Memory allocation/deallocation doesn't exist at the language level. > I don't see anything on concurrency in Zig's documentation. There are coroutines built in to the language [4]. This is fairly recent and there
isn't much documentation just yet unfortunately. Preliminary thread support is
in the stdlib. I know Andrew wants to write an async web-server example set up multiplexing
coroutines onto a thread-pool, as an example. > Zig supports varargs, Rust doesn't (yet). It's likely that varargs are instead replaced with tuples as a comptime tuple (length-variable)
conveys the same information. I believe this fixes a few other quirks around varargs
(such as using not being able to use varargs functions at comptime). [1] https://github.com/ziglang/zig/issues/130 [2] https://github.com/ziglang/zig/blob/15302e84a45a04cfe94a8842... [3] https://github.com/ziglang/zig/blob/15302e84a45a04cfe94a8842... [4] https://github.com/ziglang/zig/blob/15302e84a45a04cfe94a8842... |
But if I understand correctly, out-of-the-box, Zig's `union` doesn't get a tag type, right? That's what I meant by Rust's `enum` being safer: you can use it safely in Zig, but you have to actually request safety, because that's not the default behavior.

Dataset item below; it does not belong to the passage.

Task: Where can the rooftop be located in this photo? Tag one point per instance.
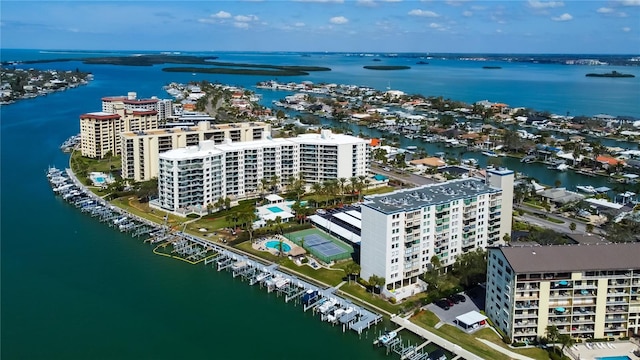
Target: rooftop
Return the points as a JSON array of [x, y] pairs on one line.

I probably should have phrased it differently, though.
And the "more powerful" is about the fact that a Rust enum can actually carry data, while it doesn't seem to be the case with Zig.
>> I don't see smart pointers in Zig, and more generally, I have no idea how to deallocate memory in Zig. > >You would use a memory allocator as mentioned above and use the `create` and `destroy` functions for a single item, or `alloc` and `free` for an array of items. Memory allocation/deallocation doesn't exist at the language level.
So, it sounds like deallocations are not checked by default, right?
> I know Andrew wants to write an async web-server example set up multiplexing coroutines onto a thread-pool, as an example.
That would be a nice example, for sure!